Pushing back human entry into the Peruvian Andes by approximately two millennium, a campsite littered with obsidian tools in the southern Peruvian Andes' Pucuncho Basin is being hailed as the highest Ice Age settlement in the world.

Up at an elevation of over 14,000 feet, the newly discovered camp site was reported in a study published in the journal Science. The area is believed by geologists to have thawed approximately 15,000 years ago and archaeologists believe the site was settled roughly 2,000 years later.

"These are some of the highest known examples of human occupation," says anthropologist Tom Dillehay of Vanderbilt University in Nashville, Tenn. "But it is not a great surprise, because we find people expanded widely wherever we look across South America."
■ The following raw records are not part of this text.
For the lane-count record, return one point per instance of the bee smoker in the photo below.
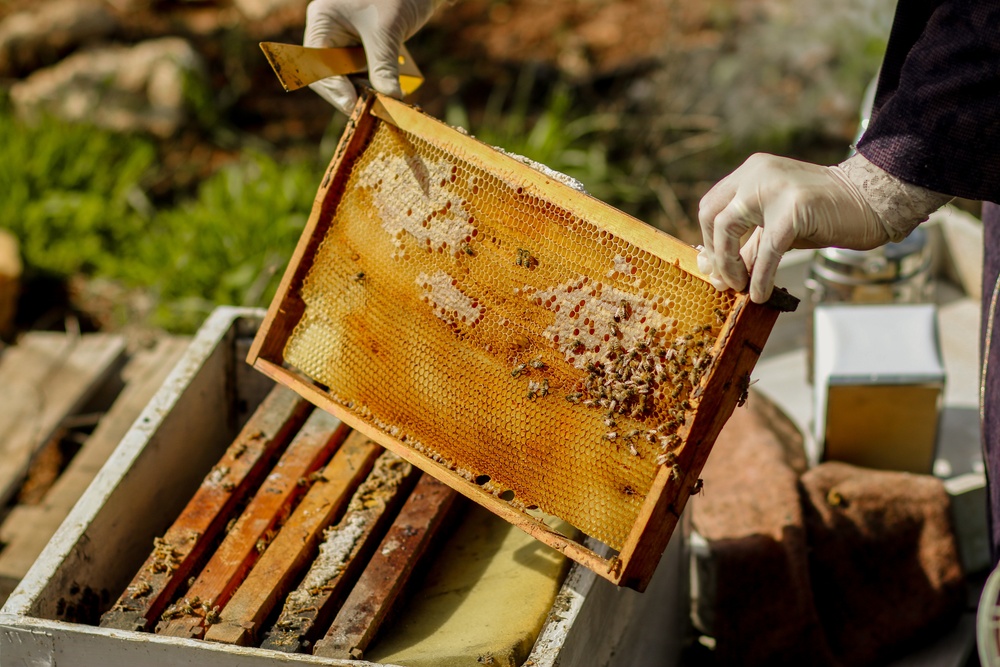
(874, 355)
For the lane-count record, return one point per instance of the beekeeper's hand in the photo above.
(853, 205)
(381, 26)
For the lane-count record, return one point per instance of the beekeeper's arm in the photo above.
(791, 204)
(381, 26)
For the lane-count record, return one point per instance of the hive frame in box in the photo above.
(736, 350)
(176, 439)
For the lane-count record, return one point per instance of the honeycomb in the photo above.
(485, 326)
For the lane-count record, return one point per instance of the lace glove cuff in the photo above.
(899, 206)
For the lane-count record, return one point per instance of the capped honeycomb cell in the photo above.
(527, 344)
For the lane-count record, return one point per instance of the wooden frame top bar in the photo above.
(680, 429)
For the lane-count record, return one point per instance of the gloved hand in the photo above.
(853, 205)
(381, 26)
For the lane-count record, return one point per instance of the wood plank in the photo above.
(630, 489)
(144, 374)
(343, 555)
(40, 401)
(534, 527)
(724, 389)
(294, 546)
(24, 537)
(586, 207)
(381, 585)
(287, 307)
(252, 532)
(176, 555)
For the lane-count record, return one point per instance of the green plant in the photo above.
(72, 194)
(229, 243)
(586, 146)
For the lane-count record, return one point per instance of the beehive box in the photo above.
(174, 443)
(536, 349)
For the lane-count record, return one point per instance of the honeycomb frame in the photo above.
(576, 365)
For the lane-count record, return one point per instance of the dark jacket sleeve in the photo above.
(936, 121)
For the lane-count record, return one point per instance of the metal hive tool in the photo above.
(535, 349)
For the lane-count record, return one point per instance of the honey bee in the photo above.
(666, 458)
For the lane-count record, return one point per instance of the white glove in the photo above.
(853, 205)
(381, 26)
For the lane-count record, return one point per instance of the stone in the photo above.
(122, 88)
(29, 39)
(754, 594)
(883, 559)
(258, 10)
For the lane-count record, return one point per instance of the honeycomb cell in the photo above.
(506, 349)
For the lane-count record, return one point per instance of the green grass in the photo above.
(74, 197)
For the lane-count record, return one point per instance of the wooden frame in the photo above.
(736, 351)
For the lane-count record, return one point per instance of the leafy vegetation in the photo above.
(74, 197)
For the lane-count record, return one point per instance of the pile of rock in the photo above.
(834, 565)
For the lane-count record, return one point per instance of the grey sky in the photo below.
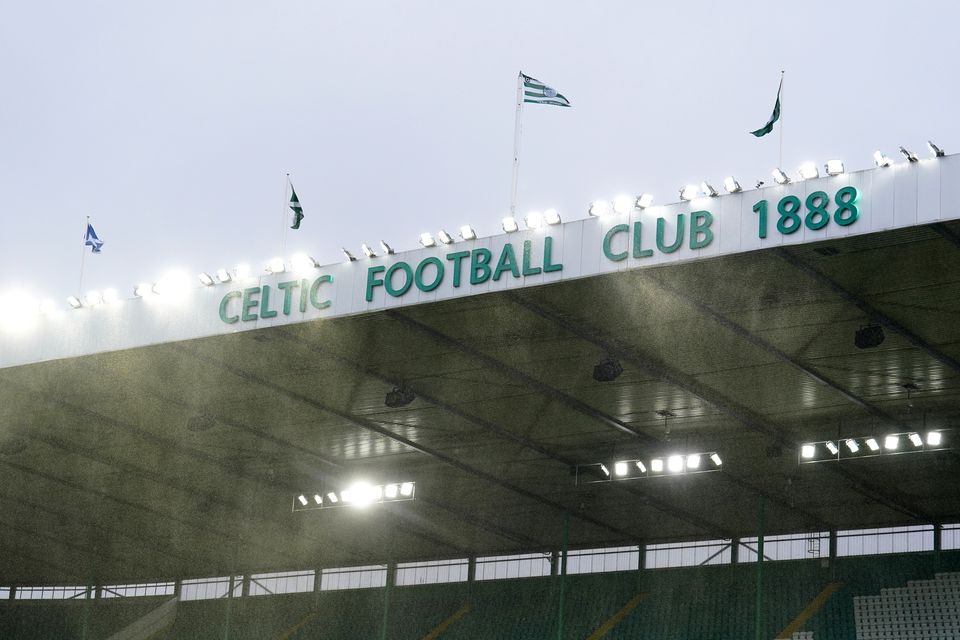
(172, 124)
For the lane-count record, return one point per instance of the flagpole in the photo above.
(517, 131)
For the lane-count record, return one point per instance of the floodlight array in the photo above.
(357, 495)
(872, 446)
(674, 464)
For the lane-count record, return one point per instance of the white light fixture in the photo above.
(276, 266)
(881, 160)
(675, 464)
(731, 185)
(534, 220)
(833, 167)
(909, 155)
(623, 204)
(809, 171)
(690, 192)
(780, 177)
(600, 208)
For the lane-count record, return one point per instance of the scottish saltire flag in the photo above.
(536, 92)
(91, 240)
(296, 208)
(767, 128)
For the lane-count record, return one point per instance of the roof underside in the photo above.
(102, 480)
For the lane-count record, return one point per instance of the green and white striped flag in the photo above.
(535, 92)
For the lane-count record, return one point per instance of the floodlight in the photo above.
(607, 370)
(276, 266)
(809, 171)
(143, 290)
(623, 204)
(833, 167)
(690, 192)
(301, 262)
(909, 155)
(600, 208)
(731, 185)
(534, 220)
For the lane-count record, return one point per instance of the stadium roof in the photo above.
(182, 456)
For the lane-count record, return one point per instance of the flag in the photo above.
(91, 240)
(767, 128)
(536, 92)
(296, 208)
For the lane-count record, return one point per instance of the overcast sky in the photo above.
(173, 124)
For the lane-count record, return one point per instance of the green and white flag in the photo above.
(535, 92)
(767, 128)
(296, 208)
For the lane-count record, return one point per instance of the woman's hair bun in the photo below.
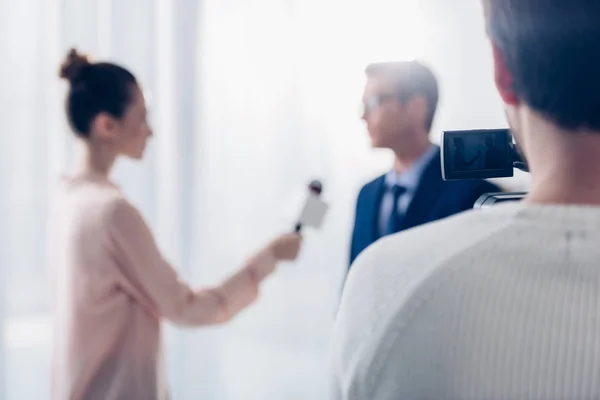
(73, 65)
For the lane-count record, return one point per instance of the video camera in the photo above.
(482, 154)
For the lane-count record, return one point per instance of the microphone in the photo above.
(314, 209)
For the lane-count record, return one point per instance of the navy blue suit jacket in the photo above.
(434, 199)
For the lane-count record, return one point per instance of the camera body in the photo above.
(482, 154)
Kurt Rademaker, of the University of Tübingen in Germany, discovered the Peruvian campsite, a find that suggests that Paleo-Indians in South America chased the game as the land thawed instead of settling in the most accommodating regions.

"It was a land rush, a free-for-all," says Rademaker. "People were much more capable and adaptable than we ever thought."
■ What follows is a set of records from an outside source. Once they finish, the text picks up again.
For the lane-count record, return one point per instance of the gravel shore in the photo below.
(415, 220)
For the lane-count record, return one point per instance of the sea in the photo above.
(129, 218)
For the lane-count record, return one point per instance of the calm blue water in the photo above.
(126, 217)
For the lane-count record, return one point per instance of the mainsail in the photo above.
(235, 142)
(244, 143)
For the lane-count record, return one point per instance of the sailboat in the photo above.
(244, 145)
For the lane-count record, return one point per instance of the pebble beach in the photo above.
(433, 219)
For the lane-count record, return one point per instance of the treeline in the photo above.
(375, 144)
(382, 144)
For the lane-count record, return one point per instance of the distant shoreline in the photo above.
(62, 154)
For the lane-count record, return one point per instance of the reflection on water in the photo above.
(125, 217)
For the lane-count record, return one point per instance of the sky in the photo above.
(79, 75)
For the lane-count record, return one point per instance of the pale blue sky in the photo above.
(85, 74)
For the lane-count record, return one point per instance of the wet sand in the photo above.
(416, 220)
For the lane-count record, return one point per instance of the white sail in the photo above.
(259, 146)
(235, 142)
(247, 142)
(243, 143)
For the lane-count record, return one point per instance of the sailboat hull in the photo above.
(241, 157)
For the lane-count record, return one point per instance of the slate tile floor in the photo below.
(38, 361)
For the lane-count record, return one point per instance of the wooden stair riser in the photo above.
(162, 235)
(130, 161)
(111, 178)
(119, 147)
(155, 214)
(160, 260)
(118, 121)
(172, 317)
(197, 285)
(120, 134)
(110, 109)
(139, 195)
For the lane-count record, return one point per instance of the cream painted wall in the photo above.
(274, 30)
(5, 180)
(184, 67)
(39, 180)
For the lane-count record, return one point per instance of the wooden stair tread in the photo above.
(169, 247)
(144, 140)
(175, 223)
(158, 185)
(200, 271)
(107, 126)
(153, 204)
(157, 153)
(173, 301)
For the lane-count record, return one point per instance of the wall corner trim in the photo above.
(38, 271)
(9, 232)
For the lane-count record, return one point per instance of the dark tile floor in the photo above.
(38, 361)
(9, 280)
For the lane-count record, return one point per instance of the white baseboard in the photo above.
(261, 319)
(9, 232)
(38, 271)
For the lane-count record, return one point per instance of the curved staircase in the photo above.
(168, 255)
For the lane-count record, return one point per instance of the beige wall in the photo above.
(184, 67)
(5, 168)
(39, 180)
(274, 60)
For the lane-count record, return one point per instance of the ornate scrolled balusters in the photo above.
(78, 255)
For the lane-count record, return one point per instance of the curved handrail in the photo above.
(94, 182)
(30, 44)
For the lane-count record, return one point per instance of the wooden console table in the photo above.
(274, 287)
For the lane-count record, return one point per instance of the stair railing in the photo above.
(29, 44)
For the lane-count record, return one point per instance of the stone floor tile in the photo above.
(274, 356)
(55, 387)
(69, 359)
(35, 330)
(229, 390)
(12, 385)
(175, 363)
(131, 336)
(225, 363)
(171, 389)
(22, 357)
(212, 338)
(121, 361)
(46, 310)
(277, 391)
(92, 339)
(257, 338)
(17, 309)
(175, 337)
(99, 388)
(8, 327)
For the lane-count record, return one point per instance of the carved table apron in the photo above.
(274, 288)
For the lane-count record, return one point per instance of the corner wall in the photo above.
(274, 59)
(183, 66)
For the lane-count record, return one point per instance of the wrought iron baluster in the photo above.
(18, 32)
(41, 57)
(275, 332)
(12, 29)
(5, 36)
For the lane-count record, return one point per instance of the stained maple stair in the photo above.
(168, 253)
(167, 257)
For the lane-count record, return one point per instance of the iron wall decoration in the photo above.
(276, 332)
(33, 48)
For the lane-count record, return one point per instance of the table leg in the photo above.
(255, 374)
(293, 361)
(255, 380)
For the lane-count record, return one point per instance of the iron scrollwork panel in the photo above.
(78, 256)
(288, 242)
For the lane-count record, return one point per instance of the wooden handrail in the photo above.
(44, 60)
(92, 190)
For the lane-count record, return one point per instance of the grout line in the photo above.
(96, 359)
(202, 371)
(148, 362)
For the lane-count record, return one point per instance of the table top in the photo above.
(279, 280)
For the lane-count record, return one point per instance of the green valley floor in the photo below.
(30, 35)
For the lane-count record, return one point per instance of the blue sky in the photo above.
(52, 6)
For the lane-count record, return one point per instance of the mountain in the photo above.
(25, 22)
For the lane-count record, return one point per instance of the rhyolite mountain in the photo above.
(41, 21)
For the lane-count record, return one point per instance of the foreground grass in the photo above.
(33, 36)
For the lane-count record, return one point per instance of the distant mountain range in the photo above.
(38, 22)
That land rush up to the earth's ceiling also evidences mankind's ability to adapt to new environments in a short time, a point that has been a contentious one in the scientific community. Despite the thin air, which was given a bitter bite by nearby icebergs, the early Andeans prospered at the campsite where the temperatures were 37 degrees Fahrenheit, 3 degrees Celsius, on average. They believe the group traveled seasonally to the camp, from March through November.

The campgrounds were filled with tools crafted from obsidian, andesite and jasper that was quarried nearby. Under the rocky overhangs and inside the caves where the people took shelter, campfire soot lined the ceilings and art, not narcissistic graffiti, decorated the walls.

"They were drawing the important animals of their lives - wild deer and vicuña and camelids," says Rademaker. "It is kind of amazing. They painted entire walls."

Full carcasses of vicuña and camelids, relatives of the alpaca and camel, respectively, were found at the Andean settlement, which brought scientists to the conclusion that herds of the animals roamed close to the campsite. The study's authors used the term "oasis" to describe the high-up homestead, but life way up in the Peruvian Andes was not without it hardships.

"Wet-season storms and the risk of hypothermia, as well as maintenance of extended social networks and collection of edible plant resources, may have encouraged regular descents to lower elevations," stated the study on the campsite.